Figure 2.. Conditional ablation of COX-2 in forebrain neurons

Coronal sections (30 μm) were incubated with the COX-2 antibody (Abcam, 1:1000) and subsequently with a biotin conjugated goat anti-rabbit secondary antibody. The sections were incubated with HRP-conjugated streptavidin and developed with diaminobenzidine (DAB). Immunostaining for COX-2 demonstrates expression in the pyramidal cell layers of the hippocampus and lateral amygdala in wildtype mice, but not in the conditional knockout (cKO) mice. One day after 1 hour of status epilepticus (SE) induced with pilocarpine (280 mg/kg), COX-2 induction is observed in wildtype forebrain neurons, but not in cKO forebrain neurons. Scale bar, 100 μm. The arrowheads outline the lateral amygdala.

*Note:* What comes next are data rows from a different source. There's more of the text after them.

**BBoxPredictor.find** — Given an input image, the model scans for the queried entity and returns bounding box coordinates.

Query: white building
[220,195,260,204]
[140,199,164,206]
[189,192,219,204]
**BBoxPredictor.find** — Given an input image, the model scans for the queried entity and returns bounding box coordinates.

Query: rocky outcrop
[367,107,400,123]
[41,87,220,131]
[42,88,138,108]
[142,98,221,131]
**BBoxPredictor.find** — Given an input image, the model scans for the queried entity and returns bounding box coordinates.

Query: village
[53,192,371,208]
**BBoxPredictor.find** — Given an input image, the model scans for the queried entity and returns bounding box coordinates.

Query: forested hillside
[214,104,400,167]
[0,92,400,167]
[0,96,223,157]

Figure 3.. Evidence consistent with a disease-modifying effect of chronic NSAID use in epilepsy

32,007 adults with rheumatoid arthritis (RA) but without a pre-existing epilepsy diagnosis were selected from the National Health Insurance research database of Taiwan and were matched for gender and age with a similar number of controls. International classification of diseases (ICD-9-CM) codes were used to define diseases. The RA cohort was separated into quartiles based on the length of time nonsteroidal anti-inflammatory drugs (NSAIDs) were taken. The cumulative incidence of epilepsy was assessed in each group using a Kaplan-Meier method. Data from Table 4 of reference (37) are plotted as median and 95% confidence intervals of the adjusted hazard ratio for developing epilepsy. These results suggest that rheumatoid arthritis might increase risk of developing epilepsy, and that the risk is mitigated by chronic NSAID use.

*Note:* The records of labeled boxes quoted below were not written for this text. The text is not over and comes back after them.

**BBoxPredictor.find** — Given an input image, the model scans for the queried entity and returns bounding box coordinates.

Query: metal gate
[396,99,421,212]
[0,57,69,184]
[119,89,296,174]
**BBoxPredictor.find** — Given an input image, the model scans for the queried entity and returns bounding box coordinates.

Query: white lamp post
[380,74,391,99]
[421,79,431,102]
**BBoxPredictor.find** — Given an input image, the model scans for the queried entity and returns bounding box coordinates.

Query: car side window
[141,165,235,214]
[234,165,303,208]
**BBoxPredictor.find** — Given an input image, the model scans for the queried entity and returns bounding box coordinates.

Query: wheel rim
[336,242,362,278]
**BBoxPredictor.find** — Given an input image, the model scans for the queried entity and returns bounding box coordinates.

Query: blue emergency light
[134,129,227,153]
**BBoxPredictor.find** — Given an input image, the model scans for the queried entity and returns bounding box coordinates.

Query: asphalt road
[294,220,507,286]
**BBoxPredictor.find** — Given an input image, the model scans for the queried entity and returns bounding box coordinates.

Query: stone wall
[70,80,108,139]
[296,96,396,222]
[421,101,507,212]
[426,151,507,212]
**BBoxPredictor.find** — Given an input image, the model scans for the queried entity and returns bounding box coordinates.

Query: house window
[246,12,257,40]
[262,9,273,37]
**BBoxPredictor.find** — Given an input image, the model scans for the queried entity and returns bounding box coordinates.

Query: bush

Figure 4.. Therapeutic window of EP2 antagonist matches COX-2 induction time course

A. Delayed mortality mice that had experienced 1 hour of pilocarpine-induced status epilepticus (SE) and survived at least 12 hours. A brain-permeant prostaglandin E2 receptor 2 (EP2) antagonist (TG6-10-1) was administered in divided doses beginning at the times on the x-axis. B. Induction of cyclooxygenase 2 (COX-2) immunoreactivity in cornu ammonis 3 (CA3) pyramidal cells as early as 2 hours following SE induced in rats by diisopropyl fluorophosphate (DFP). C. Measurement of COX-1 and COX-2 protein levels in hippocampus at different times after DFP-induced SE onset. D. EP2 receptor antagonist maintains the integrity of the blood–brain barrier after SE. Serum albumin leak into the cortex 4 d after pilocarpine-induced SE was used to assess the integrity of the blood–brain barrier. The EP2 antagonist, TG6-10-1, was administered in three doses between 4 and 30 hours after SE onset. The albumin protein levels in cortices of control or SE mice that received vehicle or TG6-10-1 were measured by Western blot with β-actin as loading control. The normalized band intensity of the albumin protein is shown (n = 3-6, *p < 0.05, **p < 0.01, one-way ANOVA and post hoc Bonferroni test with selected pairs). A from ref. (55); B and C from ref. (56); D from ref. (54). A is reproduced from Jiang J, Yang MS, Quan Y, et al. Therapeutic window for cyclooxygenase-2 related anti-inflammatory therapy after status epilepticus. Neurobiol Dis. 2015;76:126-36. Epub 2015/01/21. doi: 10.1016/j.nbd.2014.12.032 with kind permission from Elsevier. B and C are reproduced from Rojas A, Ganesh T, Lelutiu N, et al. Inhibition of the prostaglandin EP2 receptor is neuroprotective and accelerates functional recovery in a rat model of organophosphorus induced status epilepticus. Neuropharmacology. 2015;93:15-27. Epub 2015/02/07. doi: 10.1016/j.neuropharm.2015.01.017 with kind permission from Elsevier. D is reproduced from Jiang J, Quan Y, Ganesh T, et al. Inhibition of the prostaglandin receptor EP2 following status epilepticus reduces delayed mortality and brain inflammation. Proc Natl Acad Sci U S A. 2013;110(9):3591-6. Epub 2013/02/13. doi: 10.1073/pnas.1218498110 with kind permission from PNAS (Proceedings of the National Academy of the United States of America).